Demonstration für Aufnahme von Geflüchteten in Wien

Mehrere hundert Teilnehmer sind am Samstagnachmittag zum Auftakt einer Demonstration unter dem Motto „Wir haben Platz“ am Wiener Karlsplatz erschienen. Die Volkshilfe Österreich und die Plattform für eine menschliche Asylpolitik riefen dazu auf, um zu zeigen, dass die Zivilgesellschaft in Österreich nach wie vor bereit sei, Menschen in Not zu helfen und Geflüchtete - etwa aus dem abgebrannten Camp Moria auf Lesbos - aufzunehmen.

Die anwesenden Demonstranten trugen Schilder wie „Kurz, Nehammer und die FPÖ sind die Brandstifter. Nieder mit den Grenzen, wir haben Platz“, „EU-Politik tötet“ und „Keine Abschiebungen nach Afghanistan“. Skandiert wurde „No justice, no peace“ und „Kein Mensch ist illegal. Bleiberecht überall“. Auch die „Omas gegen rechts“ und Mitglieder der Kleinparteien „Links“ und „Volt“ mischten sich unter die Demonstranten.

Christoph Riedl von der Diakonie Österreich prangerte die Zustände in den Flüchtlingslagern auf griechischen Inseln an. „Die Geflüchteten sind Geiseln der griechischen Regierung. Ihr Elend soll andere abschrecken“, so Riedl. Es sei unsere Menschenpflicht ihnen zu helfen, weil wir die Mittel hätten und es könnten. „Ihnen nicht zu helfen, ist herzlos und dumm. Nehmen wir die Sache selbst in die Hand“, forderte Riedl.

Die Veranstalter stellten angesichts der Corona-Pandemie Sicherheitsregeln auf. So sollten Teilnehmer genügend Abstand zueinander einhalten und einen Mund-Nasen-Schutz tragen. Mehrere Dutzend Ordner kontrollierten die Einhaltung und trugen Schilder mit „Bitte Mund-Nasen-Klimaschutz tragen“. Der Mund-Nasen-Schutz wurde beinahe ausnahmslos eingehalten. Auch beim Abstand gab es wenig zu beanstanden.

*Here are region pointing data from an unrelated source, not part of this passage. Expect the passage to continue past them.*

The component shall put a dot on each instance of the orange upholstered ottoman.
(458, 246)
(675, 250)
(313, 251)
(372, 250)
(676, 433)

Um 14.30 Uhr setzte sich der Demonstrationszug in Bewegung. Zunächst wird die griechische Botschaft aufgesucht. Im Anschluss führt die Route an der kroatischen und afghanischen Botschaft vorbei, bevor sie am Wiener Heldenplatz endet. Dort findet ab 17.00 Uhr neben einer Kundgebung auch ein Filmscreening statt. Gezeigt werden die besten Momente des „Voices for Refugees“-Solidaritätskonzerts, welches vor exakt fünf Jahren stattfand. Damals spielten Bands wie „Die Toten Hosen“, „Bilderbuch“ oder „Zucchero“ vor weit über 100.000 Personen.

Unterdessen sind die in Begleitung von Innenminister Karl Nehammer (ÖVP) Mitte September nach Athen gebrachten 55 Tonnen Hilfsgüter für Geflüchtete aus dem abgebrannten Camp Moria auf der Insel Lesbos dort offenbar noch nicht angekommen. Eine diese Woche eingebrachte Anfrage der SPÖ-Nationalratsabgeordneten Katharina Kucharowits, Reinhold Einwallner und Andreas Kollross solle deren Verbleib klären, hieß es am Samstag seitens des SPÖ-Parlamentsklubs.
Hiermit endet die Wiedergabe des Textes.